Sánchez ha enviado este jueves una carta a la presidenta de la Comisión, Ursula von der Leyen, y al presidente del Consejo Europeo, António Costa, para respaldar este sistema, en vigor desde 2005, que pone precio a las emisiones industriales aplicando el principio de que quien contamina paga.
"Los intentos de debilitar, suspender o limitar el ETS socavarían la confianza de los inversores, penalizarían a quienes se han adelantado, distorsionarían la igualdad de condiciones y ralentizarían la transformación de nuestras economías", avisa el texto.
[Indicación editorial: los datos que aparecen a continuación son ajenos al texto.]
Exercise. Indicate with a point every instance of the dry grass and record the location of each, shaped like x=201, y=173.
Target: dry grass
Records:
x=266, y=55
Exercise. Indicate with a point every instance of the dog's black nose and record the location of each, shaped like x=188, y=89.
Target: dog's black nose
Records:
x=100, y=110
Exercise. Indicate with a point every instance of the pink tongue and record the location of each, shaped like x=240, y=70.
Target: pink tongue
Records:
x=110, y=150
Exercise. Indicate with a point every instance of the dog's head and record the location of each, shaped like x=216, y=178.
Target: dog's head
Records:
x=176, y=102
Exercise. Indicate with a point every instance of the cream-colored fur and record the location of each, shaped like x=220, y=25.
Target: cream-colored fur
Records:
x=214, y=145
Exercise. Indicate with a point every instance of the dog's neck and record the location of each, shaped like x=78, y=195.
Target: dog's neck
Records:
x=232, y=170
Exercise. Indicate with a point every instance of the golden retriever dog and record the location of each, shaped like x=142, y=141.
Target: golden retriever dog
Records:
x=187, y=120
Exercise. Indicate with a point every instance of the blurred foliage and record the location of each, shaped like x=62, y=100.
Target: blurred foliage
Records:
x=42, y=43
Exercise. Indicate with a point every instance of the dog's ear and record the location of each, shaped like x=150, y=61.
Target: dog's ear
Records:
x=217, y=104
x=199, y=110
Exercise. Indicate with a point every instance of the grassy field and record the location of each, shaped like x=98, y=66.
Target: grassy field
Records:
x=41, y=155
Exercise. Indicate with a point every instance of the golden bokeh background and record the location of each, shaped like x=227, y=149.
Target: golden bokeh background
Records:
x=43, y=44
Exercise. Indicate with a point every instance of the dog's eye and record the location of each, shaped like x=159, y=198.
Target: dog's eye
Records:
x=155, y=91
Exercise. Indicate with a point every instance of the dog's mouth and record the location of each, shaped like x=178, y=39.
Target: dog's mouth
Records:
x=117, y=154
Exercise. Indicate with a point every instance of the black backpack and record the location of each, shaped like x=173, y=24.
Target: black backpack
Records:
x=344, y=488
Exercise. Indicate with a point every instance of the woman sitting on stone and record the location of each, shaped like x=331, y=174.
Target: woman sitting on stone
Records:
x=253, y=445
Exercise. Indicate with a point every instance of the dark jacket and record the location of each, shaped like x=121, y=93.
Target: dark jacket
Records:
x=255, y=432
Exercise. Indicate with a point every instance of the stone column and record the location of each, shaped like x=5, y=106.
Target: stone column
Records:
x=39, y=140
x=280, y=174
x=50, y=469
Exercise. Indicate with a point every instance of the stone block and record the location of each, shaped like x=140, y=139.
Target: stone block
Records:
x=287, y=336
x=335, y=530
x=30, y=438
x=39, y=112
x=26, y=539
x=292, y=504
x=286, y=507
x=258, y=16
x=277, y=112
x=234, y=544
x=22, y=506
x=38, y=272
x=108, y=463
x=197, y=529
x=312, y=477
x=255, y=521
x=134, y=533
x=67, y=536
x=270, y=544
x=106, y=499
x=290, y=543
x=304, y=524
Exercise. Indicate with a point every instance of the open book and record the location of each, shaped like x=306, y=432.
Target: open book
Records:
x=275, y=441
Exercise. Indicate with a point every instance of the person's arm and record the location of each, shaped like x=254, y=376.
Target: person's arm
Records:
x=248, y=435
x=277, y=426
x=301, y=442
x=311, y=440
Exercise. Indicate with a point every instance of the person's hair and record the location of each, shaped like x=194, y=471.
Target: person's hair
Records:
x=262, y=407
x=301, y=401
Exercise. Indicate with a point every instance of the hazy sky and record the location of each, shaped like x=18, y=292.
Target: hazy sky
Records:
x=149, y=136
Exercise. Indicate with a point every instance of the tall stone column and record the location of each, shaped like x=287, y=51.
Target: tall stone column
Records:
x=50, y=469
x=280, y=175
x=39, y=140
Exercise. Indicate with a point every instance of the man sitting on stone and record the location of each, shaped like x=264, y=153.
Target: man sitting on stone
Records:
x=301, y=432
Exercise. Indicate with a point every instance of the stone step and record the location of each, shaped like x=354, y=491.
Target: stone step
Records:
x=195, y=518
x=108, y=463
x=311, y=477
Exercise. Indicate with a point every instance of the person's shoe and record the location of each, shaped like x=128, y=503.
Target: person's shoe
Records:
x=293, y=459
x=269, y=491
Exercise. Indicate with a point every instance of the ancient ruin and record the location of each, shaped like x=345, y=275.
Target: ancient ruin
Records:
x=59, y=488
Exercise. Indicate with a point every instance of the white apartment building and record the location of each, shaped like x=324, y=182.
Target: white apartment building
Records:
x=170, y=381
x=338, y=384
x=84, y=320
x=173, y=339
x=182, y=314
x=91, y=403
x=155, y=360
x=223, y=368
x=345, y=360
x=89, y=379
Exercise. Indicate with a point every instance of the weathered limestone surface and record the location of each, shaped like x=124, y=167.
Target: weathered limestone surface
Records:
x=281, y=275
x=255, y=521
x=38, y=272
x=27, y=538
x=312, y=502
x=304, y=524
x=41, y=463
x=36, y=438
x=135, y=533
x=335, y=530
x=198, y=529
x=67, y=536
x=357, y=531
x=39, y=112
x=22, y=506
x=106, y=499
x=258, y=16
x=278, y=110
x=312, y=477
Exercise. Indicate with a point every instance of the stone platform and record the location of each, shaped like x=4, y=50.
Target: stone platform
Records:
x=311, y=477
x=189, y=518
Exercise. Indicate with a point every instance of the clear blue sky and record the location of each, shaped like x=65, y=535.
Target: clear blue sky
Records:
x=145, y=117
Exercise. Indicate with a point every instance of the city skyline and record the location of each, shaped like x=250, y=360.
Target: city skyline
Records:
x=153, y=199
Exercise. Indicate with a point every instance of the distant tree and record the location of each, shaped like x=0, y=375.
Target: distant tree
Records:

"Pueden ser apropiados ajustes técnicos para reducir la volatilidad, pero no deben comprometer la integridad ni la previsibilidad del sistema", concluye la misiva, que también lleva la firma de los primeros ministros de Dinamarca, Mette Frederiksen; Finlandia, Petteri Orpo; Portugal, Luis Montenegro; y Suecia, Ulf Kristersson.
También Países Bajos y Eslovenia se han sumado a una declaración informal en defensa del mercado europeo de CO2. Es la respuesta a los intentos de Roma y Berlín de congelar -o al menos flexibilizar- el sistema como receta para abaratar la energía.
La posición más dura contra el mercado europeo de CO2 la abandera la primera ministra italiana, Giorgia Meloni. En un discurso este miércoles ante el Senado, previo a la cumbre del 19 y 20 de marzo, volvió a reclamar su suspensión inmediata.
“Es una medida necesaria ahora, al menos hasta que los precios mundiales de los combustibles fósiles vuelvan a niveles previos a la crisis”, sostiene Meloni.
Roma sostiene que el sistema ETS, tal y como está diseñado, actúa en la práctica como un “impuesto” sobre la industria europea, la coloca en desventaja frente a sus rivales de Estados Unidos y China y penaliza especialmente a las empresas electrointensivas.
Por su parte, el Gobierno de Friedrich Merz tiene una postura más matizada. Defiende en términos generales la continuidad del mercado europeo de CO2, pero reclama introducir ajustes. "Si este no es el instrumento adecuado, deberíamos estar muy abiertos a revisarlo o, al menos, a aplazarlo", dijo Merz en una reunión con la industria en Amberes en febrero.
En su carta a Von der Leyen y Costa, Sánchez y sus aliados replican que "el sistema europeo de comercio de emisiones es la piedra angular de la estrategia climática e industrial de Europa".
"Un precio sólido del carbono es indispensable para la transformación industrial de Europa. Apoya la electrificación, la expansión de la energía libre de combustibles fósiles, la innovación en tecnologías limpias y el desarrollo de cadenas de valor estratégicas".
"Los ingresos procedentes de la subasta de derechos de emisión son esenciales para financiar esta transición", subraya la misiva.
En su discurso ante la Eurocámara de este miércoles, la propia Von der Leyen defendió el mercado europeo de CO2, aunque admitió que supone un 11% de la factura eléctrica que pagan los hogares.
"Sin el ETS, ahora consumiríamos 100 bcm más de gas, lo que nos haría de nuevo más vulnerables y más dependientes. Por tanto, necesitamos el ETS, pero tenemos que modernizarlo", afirma la presidenta de la Comisión.